はるの昔ばなし
八田堰の苦役
春野の今日の繁栄はここに水路を作った野中兼山のおかげです。八田堰、行当〔ゆきとう〕の切抜、延長十六㎞の幹線井筋〔いすじ〕とそれに連なっている支流の水路、そして諸木〔もろぎ〕唐音の切抜‐。そのどれをとってみても人力だけによる工事ですから、その難儀の程は言いようのないものだったことでしょう。
とりわけ、八田堰の修復と行当の掘削〔くっさく〕については、苦役に堪えかねた嘆きの歌や上手に息抜きをしようとした珍談などが生まれています。ここに掲げるのは、造っては崩れ、造っては崩れした八田堰にまつわる話です。
二升飯食って 血便たれて
夜から夜までの 苦役の果てに
諸木井筋にゃ 水がない
明治から大正時代にかけて、八田堰修理の苦しさを、春野の農民がうたった歌です。
吾南水利組合(現在の吾南土地改良区)の管理する吾南井筋の水利の源が、仁淀川の洪水のたびに崩れ、その修理作業は当時の吾南十ヵ村(八田村を含む)の農民が、割当で出て行っていました。
寒風の河原、氷の水中で大きい石を運んだり積んだり、朝七時から夕方五時まで、人力だけの重労働、しかも往復は徒歩で、遠い諸木の人は朝五時に家を出て帰りは八時になったそうです。
弁当は二升入りを持ち、十一時に一升のめしを食べ、やつ(二時)に一升たいらげたといいます。女の陣痛〔じんつう〕にたとえられた程の苦労話にまじって、諸木の灘〔なだ〕の幾馬さん、弘岡下の堀池〔ほりけ〕の勉平さんの二人のように、さし(二人がき)で百貫の石をかついだという、後〔のち〕のちの語り草になった話も伝わっています。
野中兼山…のなかけんざん。近世初期の土佐藩奉行職です。名は良継〔よしつぐ〕、兼山は号。春野だけでなく各地に堰と用水路を建設し、大規模な新田開発を目指しました。
八田堰…はたぜき。兼山の政策によって、春野の西を流れる大河川である仁淀川に築かれた堰。この堰から春野の用水路へと用水が引かれています。かつては「弘岡堰」ともよばれていました。なお、「八田」は堰が建設された地名(現いの町八田)です。
行当の切抜…ゆきとうのきりぬき。行当はいの町八田に接する春野町弘岡上〔ひろおかかみ〕の地名です。この間には山があり、用水路を通すために山を切り抜いたもの。
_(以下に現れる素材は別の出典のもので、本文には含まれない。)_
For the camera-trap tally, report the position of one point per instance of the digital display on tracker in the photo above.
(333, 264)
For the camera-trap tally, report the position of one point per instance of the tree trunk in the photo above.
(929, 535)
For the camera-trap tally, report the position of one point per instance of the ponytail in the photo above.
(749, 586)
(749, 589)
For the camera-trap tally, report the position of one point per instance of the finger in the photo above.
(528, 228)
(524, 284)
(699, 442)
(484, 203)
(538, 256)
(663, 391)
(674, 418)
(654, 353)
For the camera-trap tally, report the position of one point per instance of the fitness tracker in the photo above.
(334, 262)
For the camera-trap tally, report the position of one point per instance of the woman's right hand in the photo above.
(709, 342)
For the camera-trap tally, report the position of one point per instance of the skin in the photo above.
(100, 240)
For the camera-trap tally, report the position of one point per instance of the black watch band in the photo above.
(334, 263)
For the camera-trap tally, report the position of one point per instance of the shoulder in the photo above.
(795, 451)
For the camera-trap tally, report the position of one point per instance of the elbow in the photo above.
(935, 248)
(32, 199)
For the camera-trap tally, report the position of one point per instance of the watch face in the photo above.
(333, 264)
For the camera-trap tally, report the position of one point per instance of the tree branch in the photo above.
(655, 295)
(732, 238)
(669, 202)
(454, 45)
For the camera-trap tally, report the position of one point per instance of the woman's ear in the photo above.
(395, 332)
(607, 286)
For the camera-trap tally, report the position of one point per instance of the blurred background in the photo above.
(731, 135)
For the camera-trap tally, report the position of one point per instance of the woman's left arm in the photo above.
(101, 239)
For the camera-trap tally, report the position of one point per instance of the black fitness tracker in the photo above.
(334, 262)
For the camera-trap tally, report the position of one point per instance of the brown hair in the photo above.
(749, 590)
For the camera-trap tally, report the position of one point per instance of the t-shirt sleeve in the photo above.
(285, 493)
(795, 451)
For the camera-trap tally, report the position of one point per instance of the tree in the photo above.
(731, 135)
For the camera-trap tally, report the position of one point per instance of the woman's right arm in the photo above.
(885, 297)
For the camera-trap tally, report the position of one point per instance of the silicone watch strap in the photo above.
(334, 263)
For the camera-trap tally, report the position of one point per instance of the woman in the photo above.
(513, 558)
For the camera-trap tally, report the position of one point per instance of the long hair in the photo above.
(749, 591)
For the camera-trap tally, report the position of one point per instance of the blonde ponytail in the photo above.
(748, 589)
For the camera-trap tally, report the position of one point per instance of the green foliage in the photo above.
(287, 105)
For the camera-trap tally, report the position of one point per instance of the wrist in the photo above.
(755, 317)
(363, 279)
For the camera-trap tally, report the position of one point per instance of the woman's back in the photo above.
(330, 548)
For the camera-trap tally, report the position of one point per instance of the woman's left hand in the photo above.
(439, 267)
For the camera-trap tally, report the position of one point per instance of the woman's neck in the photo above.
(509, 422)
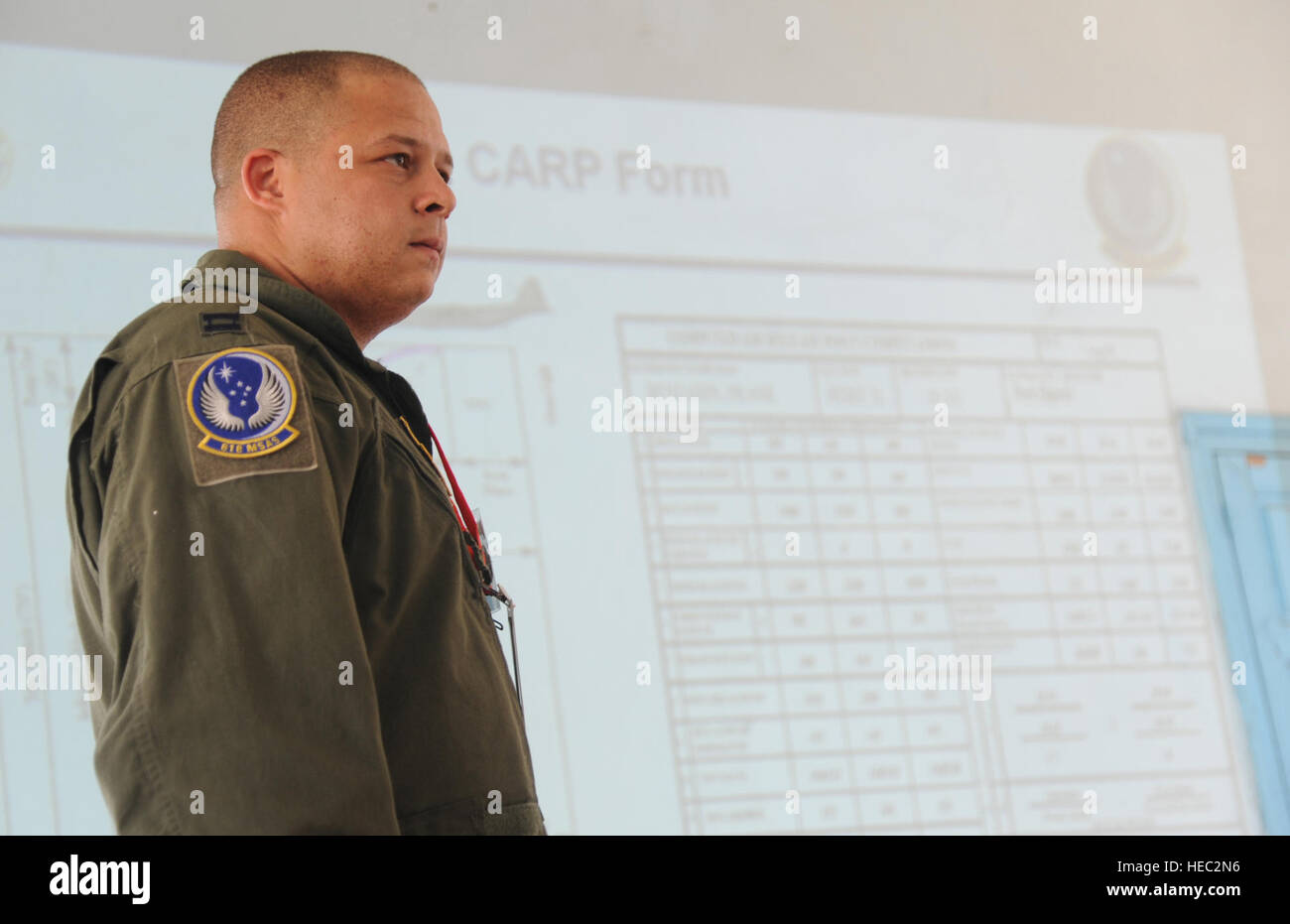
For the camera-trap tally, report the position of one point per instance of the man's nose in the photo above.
(438, 198)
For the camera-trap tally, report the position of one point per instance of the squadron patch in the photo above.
(245, 413)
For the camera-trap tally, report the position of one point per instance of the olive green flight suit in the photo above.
(295, 636)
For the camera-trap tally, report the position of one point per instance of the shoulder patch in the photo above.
(245, 413)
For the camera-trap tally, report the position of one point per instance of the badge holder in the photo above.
(495, 595)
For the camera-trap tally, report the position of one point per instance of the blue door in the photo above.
(1241, 475)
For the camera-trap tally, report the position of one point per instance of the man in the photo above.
(288, 596)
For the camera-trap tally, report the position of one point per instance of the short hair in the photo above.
(283, 102)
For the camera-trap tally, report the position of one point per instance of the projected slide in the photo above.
(903, 444)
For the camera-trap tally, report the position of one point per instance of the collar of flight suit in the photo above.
(321, 321)
(298, 306)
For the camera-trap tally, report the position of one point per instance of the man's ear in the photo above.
(263, 179)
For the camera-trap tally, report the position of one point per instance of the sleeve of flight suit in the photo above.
(243, 680)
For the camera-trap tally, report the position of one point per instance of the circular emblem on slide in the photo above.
(243, 400)
(1136, 200)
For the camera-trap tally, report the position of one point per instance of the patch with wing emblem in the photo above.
(243, 408)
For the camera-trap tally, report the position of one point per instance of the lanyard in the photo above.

高知市指定文化財。なお、この行当の切抜は、春野の用水路工事において最難関であったともいわれています。
井筋…ゆすじ。用水路のことです。
唐音の切抜…唐音〔かろと/からと〕は諸木の一地域名。用水路と同時期に、兼山によって開削された排水路兼水運路である新川川〔しんかわがわ〕を高知城の南にある浦戸〔うらど〕湾へと通すために山を切り抜いたものです。行当の切抜とならぶ難工事であったといわれるが、これによって仁淀川と高知城下は用水路と新川川を通じて1本のルートで結ばれることとなりました。
諸木井筋…もろぎゆすじ。用水路のおもな支流のひとつで、最東端である諸木まで流れています。ちなみに、この諸木井筋に沿って植えられたアジサイが、春野の観光スポット「あじさい街道」のルーツです。
吾南…ごなん。吾川郡南部の略称です。春野を含む一帯と解釈できます。
仁淀川…によどがわ。春野の西を流れる大河川です。この河川に八田堰は建設され、ここからの水が用水路を通って春野へと運ばれてきます。